Avec la notion de qualité de l’environnement urbain qui est de plus en plus mise en attention dans ces dernières années et avec ce changement de perspective qui a eu lieu durant la pandémie, il est devenu crucial de remettre en question les politiques d’aménagement.
La trame, une interface écologique
Au lieu de se cacher derrière des murs et protéger nos oreilles de l’extérieur hostile à tous êtres vivants, des nouveaux enjeux d’urbanité sensible doivent se poser. On doit apprendre à fermer les yeux et tendre l’oreille vers notre environnement. Il faut accompagner la transition écologique des villes par une transition au sensible, par une transition de bruit en son. On a commencé à parler très récemment de la trame sonore pour qualifier le bruit dans le paysage. Romain Sordello, un ingénieur expert de biodiversité, introduit la notion de “trame son” dans son article Trame verte, trame bleue et toutes ces autres trames dont il faudrait aussi se préoccuper (2017) pour en parler de la relation du paysage sonore sur la qualité des trames verte et bleue. Il explique qu’une trame bruit engendre une fragmentation d’habitat sous forme de dégradation du paysage. Cependant, la gestion du bruit et le croisement d’une trame silencieuse avec tout autre trame écologique sont des outils de restauration de continuités écologiques. La notion de trame blanche a été évoquée par l’Institut de l’Écologie et de l’Environnement de Paris (iEES) qui la définit comme une trame « formée de continuités écologiques silencieuses”, outil pour lutter contre la trame bruit. Je propose de compléter cette définition comme suit: La trame blanche ou trame sonore est une des trames naturelles qui contribuent aux continuités écologiques. Elle est composée des zones non affectées par la pollution sonore où tous les vivants, hommes et nature, peuvent communiquer facilement et coexister en équilibre acoustique. La trame blanche sert alors à mieux intégrer le son dans le processus de création de paysage et est donc source de prospérité écologique.
Les paysagistes sont les médiateurs des flux écologiques, sociaux, économiques et physiques qui constituent les espaces non bâtis, ce qui leur donne un rôle crucial dans la création d’une balance de l’espace acoustique.
Réaliser un urbanisme sonore
Paris La Défense, territoire qui propose être l’avenir (comme il est proclamé sur les panneaux de ses sites en construction “Paris La Defense, l’avenir se construit aujourd’hui” image 8) et qui se présente comme “laboratoire d’expérimentation urbaine” avec sa configuration unique, s’est avéré être un site idéal pour mes recherches du mémoire sur les paysage sonores urbains.
La Défense est un quartier représentatif d’une ville moderne, en cours d’élargissement progressive et en développement constant au cours duquel l’humain est l’acteur central et l’écologie ne participe pas à la conception. Ceci est évident dans ce quartier par sa nature en dalle qui privilégie les flux viaires, principale source de nuisance sonore, en premier niveau, les flux humains en second niveau et finalement les flux écologiques auxquels il ne reste que peu d’espace.

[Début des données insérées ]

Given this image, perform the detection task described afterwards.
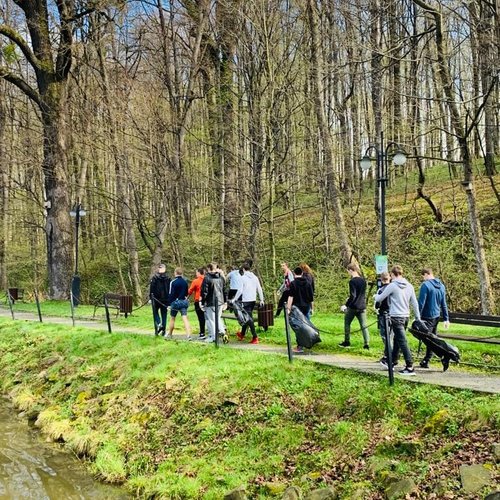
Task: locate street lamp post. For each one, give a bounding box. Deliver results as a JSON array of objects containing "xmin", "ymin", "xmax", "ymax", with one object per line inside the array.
[
  {"xmin": 69, "ymin": 202, "xmax": 87, "ymax": 307},
  {"xmin": 361, "ymin": 133, "xmax": 406, "ymax": 386},
  {"xmin": 360, "ymin": 133, "xmax": 406, "ymax": 255}
]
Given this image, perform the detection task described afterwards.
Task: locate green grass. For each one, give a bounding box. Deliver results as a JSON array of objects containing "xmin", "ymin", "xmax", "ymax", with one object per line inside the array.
[
  {"xmin": 1, "ymin": 301, "xmax": 500, "ymax": 371},
  {"xmin": 0, "ymin": 315, "xmax": 500, "ymax": 499}
]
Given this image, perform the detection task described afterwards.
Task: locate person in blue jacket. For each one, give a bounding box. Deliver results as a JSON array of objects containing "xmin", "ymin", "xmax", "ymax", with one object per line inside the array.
[{"xmin": 418, "ymin": 267, "xmax": 450, "ymax": 368}]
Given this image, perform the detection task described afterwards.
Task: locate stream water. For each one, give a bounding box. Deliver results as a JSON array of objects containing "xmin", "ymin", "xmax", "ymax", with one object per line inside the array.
[{"xmin": 0, "ymin": 399, "xmax": 128, "ymax": 500}]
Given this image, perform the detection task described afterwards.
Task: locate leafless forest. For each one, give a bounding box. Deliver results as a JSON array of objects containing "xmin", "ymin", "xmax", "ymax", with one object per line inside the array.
[{"xmin": 0, "ymin": 0, "xmax": 500, "ymax": 312}]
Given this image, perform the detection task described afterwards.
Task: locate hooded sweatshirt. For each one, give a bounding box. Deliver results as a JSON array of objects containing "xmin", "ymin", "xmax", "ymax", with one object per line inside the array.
[
  {"xmin": 375, "ymin": 276, "xmax": 420, "ymax": 321},
  {"xmin": 201, "ymin": 271, "xmax": 226, "ymax": 307},
  {"xmin": 234, "ymin": 271, "xmax": 264, "ymax": 302},
  {"xmin": 418, "ymin": 278, "xmax": 450, "ymax": 321}
]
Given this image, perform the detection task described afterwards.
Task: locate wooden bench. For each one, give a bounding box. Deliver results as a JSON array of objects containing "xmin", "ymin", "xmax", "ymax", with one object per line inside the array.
[
  {"xmin": 94, "ymin": 292, "xmax": 133, "ymax": 318},
  {"xmin": 7, "ymin": 288, "xmax": 24, "ymax": 303},
  {"xmin": 439, "ymin": 313, "xmax": 500, "ymax": 345}
]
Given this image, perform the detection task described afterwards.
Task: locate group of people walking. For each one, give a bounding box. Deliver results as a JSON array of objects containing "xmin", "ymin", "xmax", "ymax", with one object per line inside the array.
[
  {"xmin": 339, "ymin": 264, "xmax": 450, "ymax": 376},
  {"xmin": 150, "ymin": 262, "xmax": 449, "ymax": 376},
  {"xmin": 149, "ymin": 262, "xmax": 264, "ymax": 344}
]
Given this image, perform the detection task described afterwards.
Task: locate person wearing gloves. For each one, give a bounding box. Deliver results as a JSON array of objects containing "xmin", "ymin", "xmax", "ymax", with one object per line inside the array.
[
  {"xmin": 149, "ymin": 264, "xmax": 170, "ymax": 335},
  {"xmin": 339, "ymin": 263, "xmax": 370, "ymax": 349},
  {"xmin": 418, "ymin": 267, "xmax": 450, "ymax": 368},
  {"xmin": 165, "ymin": 267, "xmax": 191, "ymax": 340},
  {"xmin": 188, "ymin": 267, "xmax": 206, "ymax": 340},
  {"xmin": 200, "ymin": 263, "xmax": 226, "ymax": 342},
  {"xmin": 374, "ymin": 266, "xmax": 421, "ymax": 376},
  {"xmin": 234, "ymin": 262, "xmax": 264, "ymax": 344}
]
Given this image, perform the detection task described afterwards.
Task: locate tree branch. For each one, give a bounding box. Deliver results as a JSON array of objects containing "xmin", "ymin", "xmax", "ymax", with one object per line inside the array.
[
  {"xmin": 56, "ymin": 0, "xmax": 74, "ymax": 80},
  {"xmin": 0, "ymin": 66, "xmax": 45, "ymax": 111},
  {"xmin": 0, "ymin": 24, "xmax": 41, "ymax": 70}
]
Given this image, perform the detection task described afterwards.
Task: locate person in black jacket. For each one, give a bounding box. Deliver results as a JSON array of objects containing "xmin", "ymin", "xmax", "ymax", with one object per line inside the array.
[
  {"xmin": 200, "ymin": 263, "xmax": 227, "ymax": 342},
  {"xmin": 339, "ymin": 263, "xmax": 370, "ymax": 349},
  {"xmin": 286, "ymin": 267, "xmax": 314, "ymax": 353},
  {"xmin": 375, "ymin": 272, "xmax": 392, "ymax": 367},
  {"xmin": 149, "ymin": 264, "xmax": 170, "ymax": 335}
]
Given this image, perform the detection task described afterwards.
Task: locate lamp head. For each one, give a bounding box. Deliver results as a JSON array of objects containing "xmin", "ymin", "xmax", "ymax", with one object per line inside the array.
[
  {"xmin": 392, "ymin": 150, "xmax": 406, "ymax": 167},
  {"xmin": 359, "ymin": 155, "xmax": 372, "ymax": 172}
]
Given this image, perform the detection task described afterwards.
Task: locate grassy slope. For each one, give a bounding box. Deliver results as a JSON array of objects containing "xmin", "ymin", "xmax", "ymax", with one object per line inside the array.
[
  {"xmin": 0, "ymin": 320, "xmax": 500, "ymax": 499},
  {"xmin": 2, "ymin": 301, "xmax": 500, "ymax": 371}
]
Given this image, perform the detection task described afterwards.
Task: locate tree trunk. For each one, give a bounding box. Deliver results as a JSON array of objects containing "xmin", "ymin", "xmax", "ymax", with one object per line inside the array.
[
  {"xmin": 0, "ymin": 81, "xmax": 9, "ymax": 290},
  {"xmin": 42, "ymin": 88, "xmax": 73, "ymax": 300},
  {"xmin": 307, "ymin": 0, "xmax": 355, "ymax": 266},
  {"xmin": 414, "ymin": 0, "xmax": 495, "ymax": 314}
]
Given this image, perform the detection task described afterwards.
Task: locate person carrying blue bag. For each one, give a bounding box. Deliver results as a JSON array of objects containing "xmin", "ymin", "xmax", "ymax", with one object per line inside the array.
[{"xmin": 166, "ymin": 267, "xmax": 191, "ymax": 340}]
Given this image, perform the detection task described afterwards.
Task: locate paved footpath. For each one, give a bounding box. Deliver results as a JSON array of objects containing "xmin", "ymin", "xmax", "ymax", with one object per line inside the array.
[{"xmin": 0, "ymin": 308, "xmax": 500, "ymax": 394}]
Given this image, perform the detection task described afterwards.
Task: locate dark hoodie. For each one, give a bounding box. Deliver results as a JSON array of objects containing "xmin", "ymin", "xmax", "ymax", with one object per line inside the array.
[
  {"xmin": 375, "ymin": 276, "xmax": 420, "ymax": 321},
  {"xmin": 201, "ymin": 272, "xmax": 226, "ymax": 307},
  {"xmin": 345, "ymin": 276, "xmax": 366, "ymax": 311},
  {"xmin": 418, "ymin": 278, "xmax": 450, "ymax": 321},
  {"xmin": 289, "ymin": 276, "xmax": 314, "ymax": 310},
  {"xmin": 149, "ymin": 273, "xmax": 170, "ymax": 305}
]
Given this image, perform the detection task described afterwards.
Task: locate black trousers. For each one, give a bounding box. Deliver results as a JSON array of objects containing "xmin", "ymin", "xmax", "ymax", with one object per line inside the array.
[
  {"xmin": 241, "ymin": 300, "xmax": 257, "ymax": 338},
  {"xmin": 422, "ymin": 318, "xmax": 439, "ymax": 363},
  {"xmin": 194, "ymin": 301, "xmax": 205, "ymax": 335}
]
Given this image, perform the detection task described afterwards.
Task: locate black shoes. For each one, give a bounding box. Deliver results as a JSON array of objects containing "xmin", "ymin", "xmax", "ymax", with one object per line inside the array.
[{"xmin": 441, "ymin": 356, "xmax": 450, "ymax": 372}]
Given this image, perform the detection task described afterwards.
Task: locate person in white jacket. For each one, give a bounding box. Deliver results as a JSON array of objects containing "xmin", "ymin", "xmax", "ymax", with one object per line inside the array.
[
  {"xmin": 374, "ymin": 266, "xmax": 420, "ymax": 376},
  {"xmin": 234, "ymin": 263, "xmax": 264, "ymax": 344}
]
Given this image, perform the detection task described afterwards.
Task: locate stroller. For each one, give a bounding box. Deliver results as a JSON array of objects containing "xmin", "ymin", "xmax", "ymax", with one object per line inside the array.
[
  {"xmin": 408, "ymin": 321, "xmax": 460, "ymax": 372},
  {"xmin": 231, "ymin": 301, "xmax": 252, "ymax": 326},
  {"xmin": 288, "ymin": 306, "xmax": 321, "ymax": 349}
]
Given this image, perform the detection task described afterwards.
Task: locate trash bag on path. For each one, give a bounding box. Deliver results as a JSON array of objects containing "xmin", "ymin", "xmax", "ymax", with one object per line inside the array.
[
  {"xmin": 408, "ymin": 321, "xmax": 460, "ymax": 371},
  {"xmin": 288, "ymin": 306, "xmax": 321, "ymax": 349},
  {"xmin": 232, "ymin": 301, "xmax": 252, "ymax": 326}
]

C’est un paysage en mouvement découlant d’un axe autoroutier central où plusieurs autres trames viaires viennent se croiser, transportant avec eux un concert de sons mécaniques qui, bien qu’étant souterrain, se répercute à tous les niveaux et perturbent alors le bien-être des humains et des êtres vivants. Cette délimitation physique entre les espaces minérales et végétales, étant bien évidente dans la configuration du site, permet une étude de balance acoustique intéressante.
– Lire le paysage avec les oreilles
La trame blanche est un outil de compréhension du paysage, qui informe sur la composition de l’écosystème et sa viabilité. Une étude sur les équilibres sonores, des sons mécaniques,
humains et naturels, informe sur l’animation de l’espace physique et sur la qualité de l’ambiance sonore qui l’englobe. De nombreuses méthodes ont été utilisées pour décrire, visualiser et comprendre les paysages sonores. Ces dernières sont appelées sonographies.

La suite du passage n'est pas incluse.